Additionally, we avoided reaching a new all-time-high US crude inventory situation, as crude stocks built “only” by 8.9 million bbl. This is lower than everybody expected but still a big build versus normal times.
Although the stocks build was lower than expected and helped prices, it is a reminder that crude stocks in the US will continue to build in coming weeks with a very real risk that we will reach practical tank-tops already during May. As storage fills up, producers will be forced to act with additional production shut-ins and lower prices can be expected.
If the already-stretched storage capacity is getting fuller and fuller every week, a rise in prices cannot be sustainable for long as the problem is not really resolved, just postponed.
At around 80-90% full, traders keep on seeing the storage glass as half empty when it is not even half full. It’s close to overflowing. Even at a lower speed.
Outside the US, the news that Norway decided to “join OPEC+” yesterday evening, also was a confidence – not really a material – boost to the market.
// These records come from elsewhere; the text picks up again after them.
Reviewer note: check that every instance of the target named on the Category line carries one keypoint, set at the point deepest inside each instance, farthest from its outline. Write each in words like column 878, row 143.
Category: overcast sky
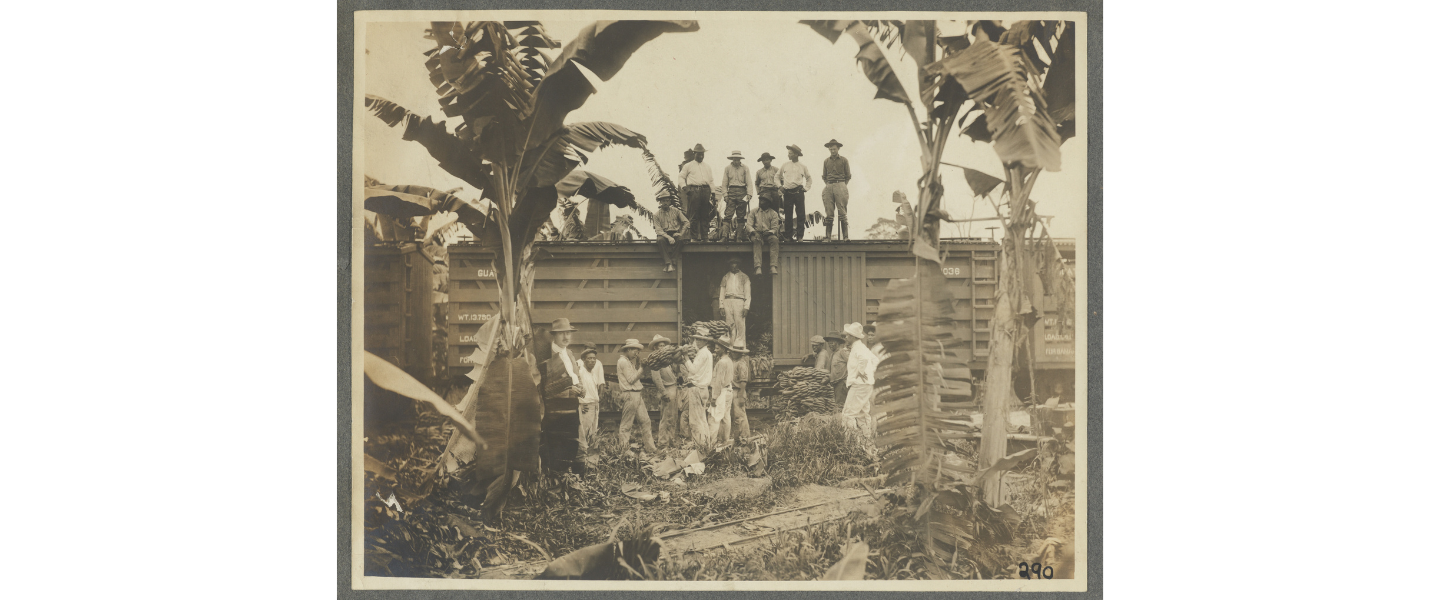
column 746, row 85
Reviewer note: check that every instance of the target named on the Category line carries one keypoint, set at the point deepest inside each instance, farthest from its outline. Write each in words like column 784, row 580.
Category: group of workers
column 703, row 396
column 696, row 216
column 850, row 357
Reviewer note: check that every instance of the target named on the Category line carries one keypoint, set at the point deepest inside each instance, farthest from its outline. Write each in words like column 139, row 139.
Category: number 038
column 1026, row 570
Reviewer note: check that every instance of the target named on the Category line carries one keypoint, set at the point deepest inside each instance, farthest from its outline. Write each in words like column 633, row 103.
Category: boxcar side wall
column 618, row 291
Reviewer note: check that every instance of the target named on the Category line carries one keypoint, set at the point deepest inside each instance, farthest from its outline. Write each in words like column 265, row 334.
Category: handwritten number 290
column 1026, row 570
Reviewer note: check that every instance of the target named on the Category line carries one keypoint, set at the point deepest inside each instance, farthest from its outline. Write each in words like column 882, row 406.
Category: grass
column 441, row 537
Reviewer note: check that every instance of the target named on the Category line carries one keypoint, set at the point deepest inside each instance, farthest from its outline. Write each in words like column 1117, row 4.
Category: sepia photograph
column 719, row 301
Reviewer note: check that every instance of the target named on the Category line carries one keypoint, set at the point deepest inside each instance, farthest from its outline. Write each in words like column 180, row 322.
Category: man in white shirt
column 735, row 298
column 697, row 179
column 738, row 193
column 592, row 376
column 861, row 380
column 697, row 371
column 632, row 403
column 560, row 390
column 794, row 183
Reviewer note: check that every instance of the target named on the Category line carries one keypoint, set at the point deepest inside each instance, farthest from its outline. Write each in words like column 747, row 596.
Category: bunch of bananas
column 808, row 390
column 712, row 330
column 663, row 358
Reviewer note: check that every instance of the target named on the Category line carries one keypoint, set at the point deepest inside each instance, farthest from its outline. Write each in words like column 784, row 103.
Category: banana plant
column 1013, row 88
column 513, row 146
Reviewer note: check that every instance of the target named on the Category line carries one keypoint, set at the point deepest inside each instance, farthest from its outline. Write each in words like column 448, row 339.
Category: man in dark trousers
column 794, row 183
column 697, row 180
column 765, row 228
column 670, row 223
column 560, row 389
column 837, row 193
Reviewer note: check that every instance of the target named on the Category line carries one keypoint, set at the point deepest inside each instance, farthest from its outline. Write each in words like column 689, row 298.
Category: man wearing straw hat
column 861, row 380
column 592, row 376
column 739, row 422
column 670, row 223
column 628, row 370
column 664, row 379
column 738, row 193
column 722, row 392
column 560, row 389
column 735, row 298
column 696, row 373
column 835, row 194
column 697, row 179
column 794, row 183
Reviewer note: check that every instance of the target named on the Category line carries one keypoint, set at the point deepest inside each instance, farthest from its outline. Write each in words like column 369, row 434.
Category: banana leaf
column 602, row 48
column 1000, row 76
column 452, row 154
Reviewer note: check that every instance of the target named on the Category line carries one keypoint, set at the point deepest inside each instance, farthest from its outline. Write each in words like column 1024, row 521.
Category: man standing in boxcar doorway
column 835, row 194
column 735, row 300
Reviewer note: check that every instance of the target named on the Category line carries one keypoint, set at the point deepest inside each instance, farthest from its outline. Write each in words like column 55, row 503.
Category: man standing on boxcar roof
column 738, row 193
column 697, row 179
column 735, row 298
column 794, row 182
column 560, row 389
column 835, row 194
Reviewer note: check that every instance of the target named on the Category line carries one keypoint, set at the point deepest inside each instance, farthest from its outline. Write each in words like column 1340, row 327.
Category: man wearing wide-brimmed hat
column 861, row 379
column 722, row 393
column 835, row 194
column 794, row 183
column 670, row 223
column 560, row 390
column 738, row 192
column 628, row 371
column 696, row 374
column 697, row 179
column 768, row 183
column 739, row 420
column 840, row 356
column 592, row 376
column 765, row 229
column 664, row 379
column 735, row 297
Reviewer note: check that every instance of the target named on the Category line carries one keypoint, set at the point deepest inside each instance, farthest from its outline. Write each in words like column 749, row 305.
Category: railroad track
column 732, row 534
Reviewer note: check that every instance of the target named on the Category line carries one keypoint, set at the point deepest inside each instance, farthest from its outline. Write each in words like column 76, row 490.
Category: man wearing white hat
column 739, row 189
column 560, row 390
column 592, row 376
column 794, row 183
column 861, row 380
column 735, row 298
column 627, row 370
column 664, row 379
column 835, row 194
column 697, row 177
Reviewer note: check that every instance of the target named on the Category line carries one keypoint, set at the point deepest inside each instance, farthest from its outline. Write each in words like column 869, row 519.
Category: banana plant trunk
column 998, row 382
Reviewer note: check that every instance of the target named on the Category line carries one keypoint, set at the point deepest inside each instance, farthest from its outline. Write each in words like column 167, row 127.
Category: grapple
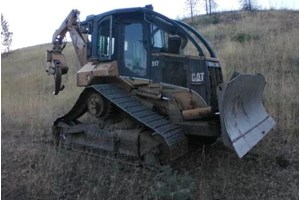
column 244, row 121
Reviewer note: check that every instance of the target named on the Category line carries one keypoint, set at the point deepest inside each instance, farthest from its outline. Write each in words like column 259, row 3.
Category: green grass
column 263, row 42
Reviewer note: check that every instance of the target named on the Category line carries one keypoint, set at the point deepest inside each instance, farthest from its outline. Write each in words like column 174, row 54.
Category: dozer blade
column 244, row 121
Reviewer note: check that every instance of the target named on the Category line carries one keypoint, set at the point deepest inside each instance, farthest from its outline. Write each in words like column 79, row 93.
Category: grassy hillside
column 263, row 42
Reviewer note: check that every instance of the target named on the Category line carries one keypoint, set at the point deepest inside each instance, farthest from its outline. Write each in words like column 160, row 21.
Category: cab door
column 135, row 48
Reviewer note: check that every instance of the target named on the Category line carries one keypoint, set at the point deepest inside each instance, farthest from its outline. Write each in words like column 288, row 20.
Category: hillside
column 263, row 42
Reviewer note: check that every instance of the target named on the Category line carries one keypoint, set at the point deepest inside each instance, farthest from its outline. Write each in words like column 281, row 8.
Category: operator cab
column 148, row 45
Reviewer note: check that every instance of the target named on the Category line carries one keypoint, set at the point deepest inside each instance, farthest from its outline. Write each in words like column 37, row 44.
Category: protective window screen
column 106, row 43
column 135, row 54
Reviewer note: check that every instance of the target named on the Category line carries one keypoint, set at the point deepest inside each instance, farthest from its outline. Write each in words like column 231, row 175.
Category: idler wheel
column 98, row 106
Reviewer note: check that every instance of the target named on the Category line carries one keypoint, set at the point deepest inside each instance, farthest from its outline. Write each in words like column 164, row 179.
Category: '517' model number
column 198, row 77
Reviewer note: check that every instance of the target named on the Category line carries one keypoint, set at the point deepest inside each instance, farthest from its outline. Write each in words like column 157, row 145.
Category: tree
column 6, row 35
column 192, row 7
column 247, row 4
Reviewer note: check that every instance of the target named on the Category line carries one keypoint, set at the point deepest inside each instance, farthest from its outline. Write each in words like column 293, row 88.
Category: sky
column 34, row 22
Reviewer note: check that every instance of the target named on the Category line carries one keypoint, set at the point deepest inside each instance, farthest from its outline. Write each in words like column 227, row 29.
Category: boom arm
column 56, row 62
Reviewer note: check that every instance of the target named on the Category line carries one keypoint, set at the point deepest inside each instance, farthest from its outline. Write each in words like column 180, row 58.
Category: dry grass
column 259, row 42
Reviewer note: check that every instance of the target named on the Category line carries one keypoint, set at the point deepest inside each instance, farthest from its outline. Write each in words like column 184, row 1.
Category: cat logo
column 198, row 77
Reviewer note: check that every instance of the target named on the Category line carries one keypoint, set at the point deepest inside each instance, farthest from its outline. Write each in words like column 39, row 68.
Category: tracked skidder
column 151, row 86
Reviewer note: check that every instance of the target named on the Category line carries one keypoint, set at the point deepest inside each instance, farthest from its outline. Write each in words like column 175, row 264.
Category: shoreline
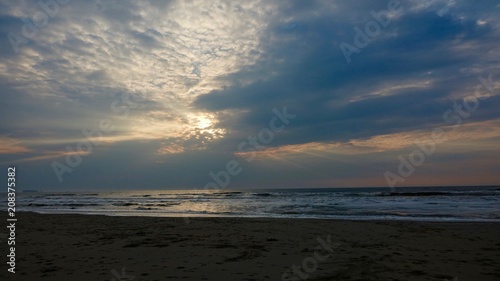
column 88, row 247
column 184, row 216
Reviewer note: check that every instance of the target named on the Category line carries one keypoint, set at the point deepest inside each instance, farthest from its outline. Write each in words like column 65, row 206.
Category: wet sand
column 84, row 247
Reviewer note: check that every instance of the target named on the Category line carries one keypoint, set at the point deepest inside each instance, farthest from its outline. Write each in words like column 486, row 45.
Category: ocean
column 416, row 204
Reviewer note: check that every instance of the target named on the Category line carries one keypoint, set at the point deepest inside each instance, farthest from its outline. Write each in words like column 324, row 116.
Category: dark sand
column 80, row 247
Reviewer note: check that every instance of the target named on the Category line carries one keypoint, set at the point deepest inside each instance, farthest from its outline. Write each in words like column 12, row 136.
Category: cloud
column 187, row 81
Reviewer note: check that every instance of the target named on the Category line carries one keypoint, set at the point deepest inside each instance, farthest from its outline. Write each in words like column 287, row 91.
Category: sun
column 204, row 122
Norway announced a small cut of 250 000 bpd cut for June and 134 000 bpd for 2H20 through revised production permits for relevant oilfields.
Gas and condensate fields are exempt. In addition, several oil fields where operators expected start-up of production in 2020 will be delayed until 2021.
This is a reasonable decision by Norway to protect its interests by following up the G20 accord and issuing mandatory production cuts, the first since 2002.
These cuts are inevitable in any case as Norway has only 20 days production coverage for storing capacity of 40 million bbl, and most likely the filling grade is already very high for most fields as for onshore caverns at Sture and Mongstad terminals.
Unfortunately for the market, cuts are too small to make any practical difference for the global oil market in 2Q20 with a 20 million bpd implied oversupply, but on the margin could help the oil price recovery in 2H20 and 2021.
However, it could also be a good example for other producers outside OPEC+ and definitely an indication that countries outside the group start realising the gravity of the supply-demand imbalance and act on it.
It remains to be seen if others will join the trend. If more countries curtail their supply, then we really can start talking about a possible resolution to the crisis and may see prices rising back to healthier levels."